Updated: May 17, 2020

This pizza dough is unlike any other. It's your perfect doughy, crispy, thin crust pizza packed with yummy herbs and a hint of parmesan for delicious flavor. The cheesiest part? It's low in carbs and high in protein! Only a few ingredients and you have homemade pizza crust baked in the oven!

We even included recipes for our #brainsandbalance recommended top 5 pizzas, check out our printer friendly guide at the end of this recipe for the how to's!
The Top 5: 1. Margarita 2. Spinach and Artichoke 3. Buffalo Chicken 4. Veggie 5. Pear and Prosciutto. Keep scrolling for all of the recipes!

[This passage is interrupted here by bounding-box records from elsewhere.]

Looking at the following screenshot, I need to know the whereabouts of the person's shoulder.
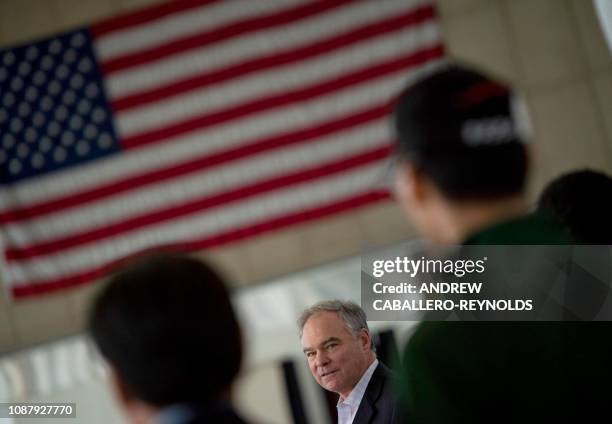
[464,213,572,245]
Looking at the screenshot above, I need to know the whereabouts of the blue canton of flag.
[0,30,119,183]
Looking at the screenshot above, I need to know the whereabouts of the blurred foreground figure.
[90,256,243,424]
[394,66,612,423]
[538,170,612,245]
[298,300,401,424]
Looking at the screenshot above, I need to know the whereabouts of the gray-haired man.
[298,300,400,424]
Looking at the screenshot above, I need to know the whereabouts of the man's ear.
[109,366,134,406]
[359,328,372,350]
[395,161,426,204]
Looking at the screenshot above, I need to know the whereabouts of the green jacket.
[399,216,612,423]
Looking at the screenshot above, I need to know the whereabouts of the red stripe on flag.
[91,0,218,37]
[113,6,434,111]
[5,143,392,262]
[102,0,350,75]
[122,45,443,149]
[0,103,390,224]
[12,191,390,298]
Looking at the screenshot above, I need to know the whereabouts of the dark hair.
[537,169,612,245]
[394,66,528,200]
[90,255,242,406]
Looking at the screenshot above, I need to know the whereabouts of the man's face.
[302,312,374,398]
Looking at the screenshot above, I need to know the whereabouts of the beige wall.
[0,0,612,352]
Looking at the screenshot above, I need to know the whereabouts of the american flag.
[0,0,443,297]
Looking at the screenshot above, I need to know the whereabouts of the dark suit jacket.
[353,362,402,424]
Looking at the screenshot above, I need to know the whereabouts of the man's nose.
[315,352,329,367]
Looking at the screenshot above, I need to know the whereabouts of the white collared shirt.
[336,359,378,424]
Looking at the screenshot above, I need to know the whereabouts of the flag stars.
[77,99,91,115]
[17,143,30,159]
[75,140,90,156]
[64,48,77,65]
[40,96,53,112]
[32,112,47,128]
[9,159,22,175]
[83,124,98,140]
[53,146,67,163]
[77,57,93,74]
[62,131,74,147]
[47,80,62,96]
[54,105,68,122]
[70,74,85,90]
[11,77,23,91]
[17,62,32,77]
[17,102,32,119]
[2,92,15,107]
[30,152,45,169]
[62,90,76,106]
[49,38,62,55]
[97,132,113,150]
[23,127,38,143]
[25,86,38,103]
[2,134,15,150]
[70,32,85,47]
[25,46,38,61]
[0,31,116,182]
[69,115,83,131]
[2,51,15,66]
[85,82,100,99]
[47,121,61,137]
[55,64,70,81]
[11,118,23,133]
[32,71,47,88]
[91,107,106,124]
[38,137,53,153]
[40,55,55,71]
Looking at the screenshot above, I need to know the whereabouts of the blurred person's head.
[298,300,376,399]
[394,66,528,243]
[537,169,612,245]
[90,255,242,422]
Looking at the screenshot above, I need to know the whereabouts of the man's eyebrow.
[302,337,340,353]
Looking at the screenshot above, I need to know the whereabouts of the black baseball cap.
[394,65,528,198]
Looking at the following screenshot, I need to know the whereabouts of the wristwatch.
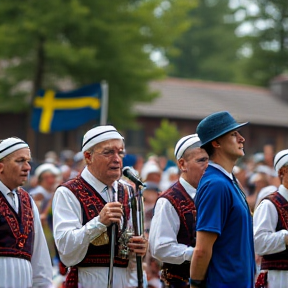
[189,278,206,288]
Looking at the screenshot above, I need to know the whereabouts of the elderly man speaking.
[53,125,148,288]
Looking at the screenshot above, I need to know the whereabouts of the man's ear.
[83,151,92,164]
[178,158,187,172]
[211,140,220,148]
[0,162,4,173]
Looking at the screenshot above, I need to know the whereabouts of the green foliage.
[149,119,180,159]
[236,0,288,86]
[168,0,242,82]
[0,0,193,129]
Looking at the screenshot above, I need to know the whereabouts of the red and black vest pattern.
[160,181,196,282]
[0,188,34,261]
[261,192,288,270]
[62,176,132,267]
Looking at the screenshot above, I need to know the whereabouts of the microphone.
[122,166,144,186]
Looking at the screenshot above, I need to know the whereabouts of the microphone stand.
[131,185,144,288]
[107,191,117,288]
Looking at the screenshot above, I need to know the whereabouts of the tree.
[168,0,242,82]
[0,0,196,129]
[235,0,288,86]
[149,119,180,159]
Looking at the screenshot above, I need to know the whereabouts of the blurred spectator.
[29,163,61,228]
[60,149,78,181]
[253,150,288,288]
[44,151,59,166]
[123,154,144,176]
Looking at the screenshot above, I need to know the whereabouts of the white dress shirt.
[0,181,53,288]
[52,167,141,288]
[149,177,196,264]
[253,185,288,288]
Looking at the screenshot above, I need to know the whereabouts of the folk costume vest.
[0,188,34,261]
[160,181,196,284]
[62,176,130,267]
[261,191,288,270]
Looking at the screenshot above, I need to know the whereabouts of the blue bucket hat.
[196,111,249,147]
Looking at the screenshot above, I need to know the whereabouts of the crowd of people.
[0,111,288,288]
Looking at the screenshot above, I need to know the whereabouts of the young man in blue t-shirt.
[190,111,255,288]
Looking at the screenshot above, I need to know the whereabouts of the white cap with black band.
[274,149,288,172]
[0,137,29,159]
[174,134,201,160]
[81,125,124,152]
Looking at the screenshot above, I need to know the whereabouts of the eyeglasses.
[94,149,125,159]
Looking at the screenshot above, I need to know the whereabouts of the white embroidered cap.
[274,149,288,172]
[34,163,61,178]
[81,125,124,152]
[0,137,29,159]
[174,134,201,160]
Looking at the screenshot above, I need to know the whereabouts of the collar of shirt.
[179,177,196,199]
[209,160,233,180]
[81,167,118,193]
[278,184,288,201]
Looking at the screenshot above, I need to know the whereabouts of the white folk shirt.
[149,177,196,264]
[52,167,141,288]
[0,181,53,288]
[253,185,288,288]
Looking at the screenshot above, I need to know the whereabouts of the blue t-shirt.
[195,165,255,288]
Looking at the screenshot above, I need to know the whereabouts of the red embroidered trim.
[0,188,34,248]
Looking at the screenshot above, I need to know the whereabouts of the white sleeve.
[52,186,107,267]
[149,198,194,264]
[30,197,53,288]
[253,199,288,256]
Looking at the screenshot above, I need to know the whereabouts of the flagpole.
[100,80,108,125]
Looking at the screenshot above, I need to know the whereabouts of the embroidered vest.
[160,181,196,282]
[0,188,34,261]
[261,191,288,270]
[61,176,130,267]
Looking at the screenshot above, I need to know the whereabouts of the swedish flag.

That perfect golden bottom and bubbles of melted cheese. You wouldn't believe how healthy and low carb the dough is! Yeast can be hard to come across in the stores these days and this dough is made with just 6 basic ingredients- none of which are yeast. I have made this dough countless times and learned a few tricks along the way. I like to chill the dough a bit so it's easier to handle and doesn't stick. I also like to save half the parmesan to use to "flour my surface" when rolling it out.

This margarita pizza is a classic, scroll down to check out the printer friendly guide to our top 5 pizza recipes!
I think my favorite part about this dough is how versatile it is. With a few tweaks I use it to make freshly baked or air fried bagels, rolls, these calzones, and even this chicken pot pie crust!

When I first created this recipe I always made my pizza on a baking sheet in a very hot oven. This method is successful, simple and always delicious but as we approach the summer months I can't bring myself to turn the oven on to 500F. Instead, I trialed an entirely new cooking method for this pizza dough, on the grill!

It came out so good, I may only make pizza on the grill going forward.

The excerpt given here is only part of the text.